The group now has ambitious plans to build a large astronomy centre in Euxton, which will house research and create a great space for observation.
Steve added: “Our plan is to build a place where the community can go and we can do scientific research. It will be used by astronomers. This is a long term project. We will take another year recruiting and building a base for ourselves and then we will be looking for a bit of land in Euxton.”
Members are also very active in the community, as they love to share their findings.
Amanda said: “We also hold school workshops and a team of us visit schools with telescopes, activities and an inflatable solar system and we love to see the enthusiasm of the children when they are learning about astronomy.
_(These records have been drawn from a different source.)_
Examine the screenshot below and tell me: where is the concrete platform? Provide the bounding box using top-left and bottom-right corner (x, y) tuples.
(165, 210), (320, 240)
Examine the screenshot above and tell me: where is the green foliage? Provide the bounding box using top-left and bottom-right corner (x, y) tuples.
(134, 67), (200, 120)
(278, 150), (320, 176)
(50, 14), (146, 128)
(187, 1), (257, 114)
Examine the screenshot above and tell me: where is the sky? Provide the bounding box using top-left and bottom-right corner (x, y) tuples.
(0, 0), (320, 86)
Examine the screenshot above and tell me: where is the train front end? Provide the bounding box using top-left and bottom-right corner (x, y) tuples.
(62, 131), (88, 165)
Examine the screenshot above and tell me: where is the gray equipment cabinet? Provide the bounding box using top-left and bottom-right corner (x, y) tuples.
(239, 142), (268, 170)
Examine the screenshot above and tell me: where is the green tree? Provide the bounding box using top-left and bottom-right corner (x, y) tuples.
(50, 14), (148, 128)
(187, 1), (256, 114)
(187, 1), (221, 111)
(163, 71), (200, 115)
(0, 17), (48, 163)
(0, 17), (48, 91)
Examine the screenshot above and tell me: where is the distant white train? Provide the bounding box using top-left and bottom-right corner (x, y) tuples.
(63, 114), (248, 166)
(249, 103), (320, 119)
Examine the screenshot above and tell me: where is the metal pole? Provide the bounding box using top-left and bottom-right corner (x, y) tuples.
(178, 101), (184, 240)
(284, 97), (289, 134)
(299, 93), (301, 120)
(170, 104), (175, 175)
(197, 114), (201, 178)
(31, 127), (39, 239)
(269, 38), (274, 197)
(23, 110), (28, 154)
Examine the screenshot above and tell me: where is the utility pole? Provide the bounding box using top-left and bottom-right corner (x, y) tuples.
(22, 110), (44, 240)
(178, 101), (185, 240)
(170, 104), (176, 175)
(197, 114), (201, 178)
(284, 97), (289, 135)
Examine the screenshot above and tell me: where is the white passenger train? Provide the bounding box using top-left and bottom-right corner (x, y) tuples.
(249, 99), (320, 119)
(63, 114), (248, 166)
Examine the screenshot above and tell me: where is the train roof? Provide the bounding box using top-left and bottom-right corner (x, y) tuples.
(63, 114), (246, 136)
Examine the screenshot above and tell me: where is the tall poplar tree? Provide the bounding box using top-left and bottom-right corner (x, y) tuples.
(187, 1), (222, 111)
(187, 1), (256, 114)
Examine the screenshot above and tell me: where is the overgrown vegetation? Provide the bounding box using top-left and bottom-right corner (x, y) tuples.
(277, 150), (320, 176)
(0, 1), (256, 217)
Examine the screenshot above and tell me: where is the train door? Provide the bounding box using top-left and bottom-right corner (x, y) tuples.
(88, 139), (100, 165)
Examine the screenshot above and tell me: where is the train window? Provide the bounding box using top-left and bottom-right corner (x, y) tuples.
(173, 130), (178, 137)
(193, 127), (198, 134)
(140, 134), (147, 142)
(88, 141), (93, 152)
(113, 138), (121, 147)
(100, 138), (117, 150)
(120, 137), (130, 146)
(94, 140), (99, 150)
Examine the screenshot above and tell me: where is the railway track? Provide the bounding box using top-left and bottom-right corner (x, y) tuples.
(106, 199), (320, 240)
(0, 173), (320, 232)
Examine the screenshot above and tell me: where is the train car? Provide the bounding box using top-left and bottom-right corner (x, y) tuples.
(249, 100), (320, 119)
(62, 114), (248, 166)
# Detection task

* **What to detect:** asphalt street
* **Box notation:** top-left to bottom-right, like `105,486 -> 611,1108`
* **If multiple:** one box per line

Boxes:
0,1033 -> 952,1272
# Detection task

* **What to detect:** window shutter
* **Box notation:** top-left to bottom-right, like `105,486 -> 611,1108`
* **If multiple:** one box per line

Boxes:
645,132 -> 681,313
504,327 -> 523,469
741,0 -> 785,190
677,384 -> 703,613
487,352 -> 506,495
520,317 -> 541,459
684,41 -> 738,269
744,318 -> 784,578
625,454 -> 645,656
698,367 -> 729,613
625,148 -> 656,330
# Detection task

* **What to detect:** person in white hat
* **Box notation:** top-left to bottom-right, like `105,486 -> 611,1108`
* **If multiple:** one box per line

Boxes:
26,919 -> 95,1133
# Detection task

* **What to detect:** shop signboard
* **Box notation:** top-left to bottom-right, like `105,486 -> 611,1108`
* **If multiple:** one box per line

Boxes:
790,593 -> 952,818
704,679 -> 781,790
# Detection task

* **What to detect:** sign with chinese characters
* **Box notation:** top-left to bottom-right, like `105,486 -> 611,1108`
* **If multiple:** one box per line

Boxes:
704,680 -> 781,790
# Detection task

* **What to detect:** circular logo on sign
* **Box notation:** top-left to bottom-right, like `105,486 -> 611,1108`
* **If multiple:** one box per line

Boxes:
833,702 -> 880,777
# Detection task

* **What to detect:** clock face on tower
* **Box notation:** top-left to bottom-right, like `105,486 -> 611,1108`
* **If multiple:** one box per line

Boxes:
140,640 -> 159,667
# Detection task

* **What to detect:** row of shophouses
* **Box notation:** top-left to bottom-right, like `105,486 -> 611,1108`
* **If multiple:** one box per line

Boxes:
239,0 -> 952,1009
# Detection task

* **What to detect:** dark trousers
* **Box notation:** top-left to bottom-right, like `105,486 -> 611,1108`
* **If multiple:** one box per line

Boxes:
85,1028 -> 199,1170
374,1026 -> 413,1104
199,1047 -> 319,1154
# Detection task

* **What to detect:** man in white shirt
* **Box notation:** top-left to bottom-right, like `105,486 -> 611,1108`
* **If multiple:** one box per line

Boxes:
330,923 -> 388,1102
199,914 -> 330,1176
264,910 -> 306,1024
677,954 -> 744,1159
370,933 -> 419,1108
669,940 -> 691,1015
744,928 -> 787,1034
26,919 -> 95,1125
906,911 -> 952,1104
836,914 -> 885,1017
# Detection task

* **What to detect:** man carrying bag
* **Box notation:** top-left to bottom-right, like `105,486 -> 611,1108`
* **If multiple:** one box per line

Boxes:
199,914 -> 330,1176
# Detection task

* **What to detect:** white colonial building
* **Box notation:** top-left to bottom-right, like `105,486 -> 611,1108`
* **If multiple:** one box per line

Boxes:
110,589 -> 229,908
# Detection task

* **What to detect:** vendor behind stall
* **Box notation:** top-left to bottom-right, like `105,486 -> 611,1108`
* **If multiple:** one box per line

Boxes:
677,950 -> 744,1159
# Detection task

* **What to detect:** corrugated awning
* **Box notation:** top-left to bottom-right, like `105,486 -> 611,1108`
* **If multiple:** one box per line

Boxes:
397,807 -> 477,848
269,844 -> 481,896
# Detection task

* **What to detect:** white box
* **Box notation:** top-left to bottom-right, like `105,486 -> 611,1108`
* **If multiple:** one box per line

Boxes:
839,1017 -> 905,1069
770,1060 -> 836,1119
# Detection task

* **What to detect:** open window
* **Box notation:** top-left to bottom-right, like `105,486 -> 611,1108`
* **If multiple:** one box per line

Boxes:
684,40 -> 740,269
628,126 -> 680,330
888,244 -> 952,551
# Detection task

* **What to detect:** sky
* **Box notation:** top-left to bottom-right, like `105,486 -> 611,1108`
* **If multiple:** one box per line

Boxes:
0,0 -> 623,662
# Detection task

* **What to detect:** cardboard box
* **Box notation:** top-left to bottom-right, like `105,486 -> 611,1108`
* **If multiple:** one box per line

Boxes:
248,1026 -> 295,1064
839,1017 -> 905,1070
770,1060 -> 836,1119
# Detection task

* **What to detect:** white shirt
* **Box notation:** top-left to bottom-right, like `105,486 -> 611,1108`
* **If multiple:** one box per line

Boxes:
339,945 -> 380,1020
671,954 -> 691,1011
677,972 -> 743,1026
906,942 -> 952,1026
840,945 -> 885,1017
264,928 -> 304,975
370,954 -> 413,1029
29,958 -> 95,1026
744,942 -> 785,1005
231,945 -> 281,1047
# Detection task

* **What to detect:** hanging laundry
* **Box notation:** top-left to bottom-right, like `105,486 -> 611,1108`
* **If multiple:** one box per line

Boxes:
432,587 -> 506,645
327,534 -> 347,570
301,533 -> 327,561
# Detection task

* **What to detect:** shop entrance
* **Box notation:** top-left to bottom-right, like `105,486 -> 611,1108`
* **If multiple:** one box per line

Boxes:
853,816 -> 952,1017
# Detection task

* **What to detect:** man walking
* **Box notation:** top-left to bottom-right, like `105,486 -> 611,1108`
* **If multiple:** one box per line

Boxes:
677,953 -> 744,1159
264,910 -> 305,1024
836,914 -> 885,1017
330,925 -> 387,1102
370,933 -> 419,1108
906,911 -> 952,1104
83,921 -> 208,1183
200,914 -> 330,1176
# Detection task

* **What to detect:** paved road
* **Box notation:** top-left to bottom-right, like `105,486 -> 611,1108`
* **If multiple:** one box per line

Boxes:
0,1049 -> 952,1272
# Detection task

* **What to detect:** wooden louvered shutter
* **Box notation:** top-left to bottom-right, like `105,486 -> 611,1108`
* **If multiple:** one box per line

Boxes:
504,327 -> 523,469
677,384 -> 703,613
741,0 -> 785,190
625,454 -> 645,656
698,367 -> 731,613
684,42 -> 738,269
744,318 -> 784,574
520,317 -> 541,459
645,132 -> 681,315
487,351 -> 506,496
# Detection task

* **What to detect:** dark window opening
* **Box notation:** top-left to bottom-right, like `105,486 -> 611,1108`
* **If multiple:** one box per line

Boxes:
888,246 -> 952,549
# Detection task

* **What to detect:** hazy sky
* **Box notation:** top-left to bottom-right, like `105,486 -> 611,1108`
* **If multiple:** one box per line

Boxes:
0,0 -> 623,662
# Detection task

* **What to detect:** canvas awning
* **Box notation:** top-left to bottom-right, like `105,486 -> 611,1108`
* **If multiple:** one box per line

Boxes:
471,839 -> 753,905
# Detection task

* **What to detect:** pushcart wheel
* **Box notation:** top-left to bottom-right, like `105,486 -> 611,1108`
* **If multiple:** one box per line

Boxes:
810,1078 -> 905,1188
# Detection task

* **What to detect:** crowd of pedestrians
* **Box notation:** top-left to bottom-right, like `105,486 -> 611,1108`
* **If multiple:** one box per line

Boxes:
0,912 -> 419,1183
“So far we have spent a week at Primrose Hill Primary School as part of their science week, visited Parklands High School for the Mercury Transit across the Sun and recently visited St Gregory’s School in Chorley.
“We are a really busy, active group within the community and we love to share our enthusiasm for the night sky.
“Members have even been on the radio doing interviews and we visit Chorley FM monthly to talk about the events we are doing. We love the opportunity to speak about astronomy and the events we are planning for people to come along to.”
And even a cloudy sky can’t deter the group as they enjoy meals out and pub quizzes.
They recently held an 80s fund-raising event at the Insty, to help save up for their astronomy centre.
The group is looking forward to its next meeting, as local astronomer Robert Ince will give an introduction to astronomy talk at Euxton Community Centre, on June 9.
Amanda added: “We welcome anyone interested to come and join us at any of our events, from complete beginners to astronomy to more experienced astronomers. “It’s great to get together, meet new people and make friends. We have lots of exciting things in the pipeline for Euxtronomy and we would love people to come along and get involved in our events.”